Overview
OCR (Optical Character Recognition) engines extract text from images or text blocks. BallonTranslator supports multiple OCR engines for different languages and use cases.
OCRBase Class
Base class for all OCR modules.
Import
from modules.ocr.base import OCRBase, OCR, register_OCR
Class Definition
class OCRBase(BaseModule):
"""
Base class for OCR modules.
Supports two modes:
1. Full image OCR: Returns text string
2. Block-based OCR: Extracts text from TextBlock regions
"""
_preprocess_hooks = OrderedDict()
_postprocess_hooks = OrderedDict()
_line_only = False # Whether OCR only handles single lines
Methods
run_ocr
Run OCR on an image or list of text blocks.Parameters:
img (np.ndarray): Input image (RGB or RGBA)
blk_list (List[TextBlock] | TextBlock | None): Text blocks to OCR
*args, **kwargs: Additional arguments
Returns:
- If
blk_list is None: Returns extracted text as string
- If
blk_list is provided: Returns list of TextBlocks with text attribute set
ocr = OCR['manga_ocr']()
# Full image OCR
text = ocr.run_ocr(img)
# Block-based OCR
blocks_with_text = ocr.run_ocr(img, text_blocks)
for blk in blocks_with_text:
print(f"Text: {blk.text}")
The run_ocr method automatically:
- Loads the model if not already loaded
- Converts RGBA images to RGB
- Runs postprocessing hooks
_ocr_blk_list (Override Required)
Internal method to OCR a list of text blocks. Must be implemented by subclasses.Parameters:
img (np.ndarray): Input image
blk_list (List[TextBlock]): Text blocks
*args, **kwargs: Additional arguments
Side Effects:
- Sets
blk.text attribute on each TextBlock
def _ocr_blk_list(self, img: np.ndarray, blk_list: List[TextBlock], *args, **kwargs):
im_h, im_w = img.shape[:2]
for blk in blk_list:
x1, y1, x2, y2 = blk.xyxy
if 0 <= x1 < x2 <= im_w and 0 <= y1 < y2 <= im_h:
region = img[y1:y2, x1:x2]
blk.text = self.recognize(region)
else:
blk.text = ""
ocr_img (Override Required)
OCR a full image. Must be implemented by subclasses.Parameters:
img (np.ndarray): Input image
Returns: str - Extracted textdef ocr_img(self, img: np.ndarray) -> str:
result = self.model(img)
return result.text
Properties
OCR engine name from registry. Automatically set during initialization.

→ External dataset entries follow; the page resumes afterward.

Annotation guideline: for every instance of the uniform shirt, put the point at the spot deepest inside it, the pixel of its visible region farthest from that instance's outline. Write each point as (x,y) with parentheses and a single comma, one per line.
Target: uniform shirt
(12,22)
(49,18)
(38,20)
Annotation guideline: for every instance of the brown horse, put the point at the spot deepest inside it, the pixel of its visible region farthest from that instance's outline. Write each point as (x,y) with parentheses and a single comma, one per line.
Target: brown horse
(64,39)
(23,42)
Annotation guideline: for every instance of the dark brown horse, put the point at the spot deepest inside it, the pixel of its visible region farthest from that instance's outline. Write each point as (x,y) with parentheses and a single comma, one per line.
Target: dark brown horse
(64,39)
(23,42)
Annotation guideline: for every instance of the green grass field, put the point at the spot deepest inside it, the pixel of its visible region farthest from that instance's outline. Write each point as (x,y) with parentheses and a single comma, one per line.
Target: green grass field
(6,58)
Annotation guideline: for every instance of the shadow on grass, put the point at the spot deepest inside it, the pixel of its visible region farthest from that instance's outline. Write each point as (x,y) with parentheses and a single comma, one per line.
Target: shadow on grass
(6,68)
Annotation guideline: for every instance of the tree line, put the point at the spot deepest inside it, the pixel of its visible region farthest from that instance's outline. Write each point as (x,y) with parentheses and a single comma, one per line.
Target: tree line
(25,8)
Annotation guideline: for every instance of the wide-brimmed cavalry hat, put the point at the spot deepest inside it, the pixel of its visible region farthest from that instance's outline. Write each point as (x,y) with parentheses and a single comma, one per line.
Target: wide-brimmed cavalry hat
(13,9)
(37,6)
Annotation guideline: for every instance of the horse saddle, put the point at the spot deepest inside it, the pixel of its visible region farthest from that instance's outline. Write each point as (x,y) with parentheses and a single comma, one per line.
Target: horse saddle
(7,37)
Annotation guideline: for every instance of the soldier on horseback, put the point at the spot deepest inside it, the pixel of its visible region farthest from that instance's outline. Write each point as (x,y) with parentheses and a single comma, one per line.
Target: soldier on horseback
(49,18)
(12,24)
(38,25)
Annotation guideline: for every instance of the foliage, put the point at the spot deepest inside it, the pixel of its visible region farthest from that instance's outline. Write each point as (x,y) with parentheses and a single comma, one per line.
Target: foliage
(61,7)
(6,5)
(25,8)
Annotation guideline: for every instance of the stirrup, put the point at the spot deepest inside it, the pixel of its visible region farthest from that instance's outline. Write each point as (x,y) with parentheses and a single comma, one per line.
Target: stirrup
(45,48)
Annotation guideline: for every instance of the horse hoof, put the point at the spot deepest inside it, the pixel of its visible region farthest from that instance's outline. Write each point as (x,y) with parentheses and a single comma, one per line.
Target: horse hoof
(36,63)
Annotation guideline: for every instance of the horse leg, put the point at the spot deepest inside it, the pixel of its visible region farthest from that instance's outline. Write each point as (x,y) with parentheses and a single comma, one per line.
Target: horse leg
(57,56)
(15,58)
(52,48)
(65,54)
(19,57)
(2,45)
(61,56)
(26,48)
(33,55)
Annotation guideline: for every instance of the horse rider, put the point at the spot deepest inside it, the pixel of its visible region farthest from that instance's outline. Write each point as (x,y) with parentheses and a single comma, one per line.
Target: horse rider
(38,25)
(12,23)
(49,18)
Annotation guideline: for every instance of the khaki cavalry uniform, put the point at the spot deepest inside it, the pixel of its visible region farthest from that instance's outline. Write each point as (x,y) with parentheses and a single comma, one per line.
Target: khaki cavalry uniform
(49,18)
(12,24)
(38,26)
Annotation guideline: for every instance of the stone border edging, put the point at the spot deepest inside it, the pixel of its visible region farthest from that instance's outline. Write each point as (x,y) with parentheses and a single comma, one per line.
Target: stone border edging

Whether this OCR engine only handles single-line text.
Available OCR Engines
Manga OCR
Specialized OCR for Japanese manga text.
from modules.ocr.ocr_manga import MangaOCR
ocr = MangaOCR(device='cuda')
text = ocr.run_ocr(img, text_blocks)
Parameters
Computation device.Options: cpu, cuda, mps, xpuDefault: Auto-detected
Features
- Optimized for Japanese manga text
- Handles vertical and horizontal text
- Based on Vision Encoder-Decoder architecture
- Removes spaces and normalizes output
Model Files
Downloads from HuggingFace: kha-white/manga-ocr-base
PaddleOCR
Multilingual OCR supporting 80+ languages.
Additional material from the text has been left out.